North Seguin and Dufferin Bridge, two of a dozen faded communities along the Nipissing Colonization Road, are arguably two of Parry Sound District’s most ghosted communities. Founded in the mid-1870s by immigrants from England and Ireland, within half a century the neighboring communities – so close to one another as no one really could define when one ended and the other began – were already failing as farmers threw in the towel and moved on. The work was too hard, the reward too paltry. The land had defeated them.
Remnants of North Seguin and Dufferin Bridge are rare and fleeting as the elements began eating away at farms and businesses almost as soon as they were abandoned. The most notable reminder of these tiny but resilient communities is the Dufferin Methodist Cemetery.
Shaded by towering pines, the cemetery is full of markers that speak to those who settled here and the hardships they endured. Among the heartbreaking timeworn headstones is that belonging to the James and Janie Morden family, who lost six of seven children to a 1902 diphtheria outbreak (the surviving child, Lucinda, lived to 102 years of age). Trying to imagine the grief this couple endured in the open-wound days after laying their young ones to rest is almost unimaginable. A salve was placed over the wounds a few years later when James and Janie welcomed another child.
The Vigrass family is well-represented among the headstones as well, fitting as they were among the original settlers of North Seguin and among the last to leave. In between, they were pillars of the community. Albert Vigrass farmed, took over the combined store and post office from his father-in-law, Samuel Plumtree, in 1899, and operated a sawmill and logging camp that employed local men. In 1929, the Depression hit Canada like a sledgehammer. Vigrass was financially devastated when creditors were unable to pay their accounts and business partnerships dried up. With a heavy heart, he was forced to close the mill, a decision he lamented until the day he died eight years later in 1937.

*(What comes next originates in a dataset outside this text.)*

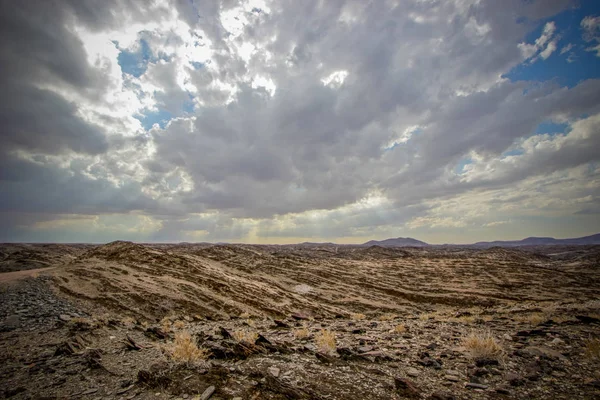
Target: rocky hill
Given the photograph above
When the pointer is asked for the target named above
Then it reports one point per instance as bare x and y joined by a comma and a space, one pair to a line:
127, 320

Vigrass’ wife, Rebecca (or Lena), continued the store and post office for a few years longer. When she closed shop in 1940 there was little left of the twin communities beyond a handful of scattered farms desperately clinging to life.
And the cemetery, of course.
The Dufferin Methodist Cemetery once had a frame church, its construction overseen by the veritable Mr. North Seguin, Albert Vigrass. The church is long gone. All the remains are stones outlining where is sat and a heritage sign speaking of its existence. The sign suggests the church mysteriously disappeared one night, torn down plank by plank without anyone the wiser. That story is as untrue as it is unlikely – the church was dismantled with permission and its lumber used in the construction of a home. It’s a great tale though!